New Delhi,UPDATED: Jan 24, 2023 20:37 IST

Quran burning protest

Protesters gather in front of the Consulate General of Sweden in Istanbul on January 22. (AFP photo)

By India Today Web Desk: Last week, Rasmus Paludan, leader of Danish far-right political party Hard Line, staged a protest outside the Turkish Embassy in Stockholm. During the demonstration, Paludan burned a copy of the Quran. The incident in Stockholm has set in motion a series of protests in Turkey.

The Quran-burning incident in Stockholm has also prompted Turkey to speak on Sweden’s NATO membership.

Here’s all that has happened:

  • Rasmus Paludan had burned a copy of the Quran during a protest on January 21 outside the Turkish embassy in Stockholm. The protest on Saturday was approved by the Swedish police despite Turkey’s objections.

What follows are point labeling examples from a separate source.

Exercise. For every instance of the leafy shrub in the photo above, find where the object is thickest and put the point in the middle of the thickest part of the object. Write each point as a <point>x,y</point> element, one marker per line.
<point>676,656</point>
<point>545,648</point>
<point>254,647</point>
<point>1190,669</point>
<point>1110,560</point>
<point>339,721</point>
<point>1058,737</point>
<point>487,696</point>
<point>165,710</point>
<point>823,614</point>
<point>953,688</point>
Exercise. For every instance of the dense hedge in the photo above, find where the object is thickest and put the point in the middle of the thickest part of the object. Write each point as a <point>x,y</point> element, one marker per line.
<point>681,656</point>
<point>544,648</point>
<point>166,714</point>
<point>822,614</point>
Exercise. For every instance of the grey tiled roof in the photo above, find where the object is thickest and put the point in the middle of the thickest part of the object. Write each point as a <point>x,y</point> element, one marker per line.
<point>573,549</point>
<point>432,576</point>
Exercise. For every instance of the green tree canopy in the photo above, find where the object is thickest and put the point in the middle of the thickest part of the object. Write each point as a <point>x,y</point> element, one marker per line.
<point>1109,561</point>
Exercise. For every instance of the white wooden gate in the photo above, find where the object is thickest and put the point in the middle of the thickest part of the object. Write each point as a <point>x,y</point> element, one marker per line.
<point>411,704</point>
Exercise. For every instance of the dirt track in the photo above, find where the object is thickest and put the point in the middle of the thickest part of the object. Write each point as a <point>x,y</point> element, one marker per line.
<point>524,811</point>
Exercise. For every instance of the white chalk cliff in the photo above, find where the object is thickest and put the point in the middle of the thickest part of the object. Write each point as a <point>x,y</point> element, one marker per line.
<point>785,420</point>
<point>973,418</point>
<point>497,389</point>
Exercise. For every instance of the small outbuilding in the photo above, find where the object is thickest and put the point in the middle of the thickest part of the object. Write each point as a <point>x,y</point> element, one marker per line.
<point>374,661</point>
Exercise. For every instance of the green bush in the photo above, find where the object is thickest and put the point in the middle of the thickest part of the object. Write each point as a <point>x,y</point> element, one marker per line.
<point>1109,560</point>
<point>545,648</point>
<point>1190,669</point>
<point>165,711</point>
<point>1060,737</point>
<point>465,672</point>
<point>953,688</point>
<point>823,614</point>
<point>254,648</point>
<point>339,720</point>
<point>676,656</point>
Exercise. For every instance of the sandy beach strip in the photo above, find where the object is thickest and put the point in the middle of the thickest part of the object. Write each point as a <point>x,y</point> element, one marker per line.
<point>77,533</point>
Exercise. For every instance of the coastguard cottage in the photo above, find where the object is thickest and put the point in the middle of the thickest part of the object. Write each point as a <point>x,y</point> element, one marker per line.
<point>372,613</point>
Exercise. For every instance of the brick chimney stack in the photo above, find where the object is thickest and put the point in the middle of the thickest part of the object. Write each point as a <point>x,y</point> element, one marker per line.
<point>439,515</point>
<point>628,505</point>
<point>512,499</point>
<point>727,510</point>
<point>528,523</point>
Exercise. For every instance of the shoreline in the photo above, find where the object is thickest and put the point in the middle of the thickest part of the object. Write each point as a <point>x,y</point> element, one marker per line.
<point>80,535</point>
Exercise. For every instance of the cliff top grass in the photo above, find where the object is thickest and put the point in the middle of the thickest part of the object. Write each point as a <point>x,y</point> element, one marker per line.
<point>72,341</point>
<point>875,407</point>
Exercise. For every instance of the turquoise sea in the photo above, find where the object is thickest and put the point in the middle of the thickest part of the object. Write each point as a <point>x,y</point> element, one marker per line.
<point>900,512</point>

  • The burning of the holy book sparked protests in Turkey with demonstrators gathering outside Swedish Consulate in Istanbul. Protesters set Paludan’s photo on fire.

    A woman holds a Quran during a protest outside the Swedish consulate in Istanbul. (AP photo)

    They carried green flags featuring the Islamic proclamation of faith and banner that said “We condemn Sweden’s state-supported Islamophobia.”

    Protesters hold copies of the Quran in front of the Consulate General of Sweden in Istanbul. (AFP photo)
  • While Swedish leaders condemned the Quran-burning incident, they also defended their country’s broad definition of free speech.

    Swedish Prime Minister Ulf Kristersson tweeted late Saturday that freedom of expression was crucial to democracy but added that “what is legal is not necessarily appropriate.”

    “Burning books that are holy to many is a deeply disrespectful act. I want to express my sympathy for all Muslims who are offended by what has happened in Stockholm today,” Kristersson said.

  • The Quran-burning incident and the subsequent protests reflect the tension between the two nations. On Monday, Turkish President Recep Tayyip Erdogan warned Sweden that it should not expect his backing to join NATO. Erdogan said the burning of the Quran was a “hate crime” that could not be defended by free speech.

  • Several Arab countries, including Saudi Arabia, Jordan and Kuwait, have denounced the Quran-burning incident in Stockholm.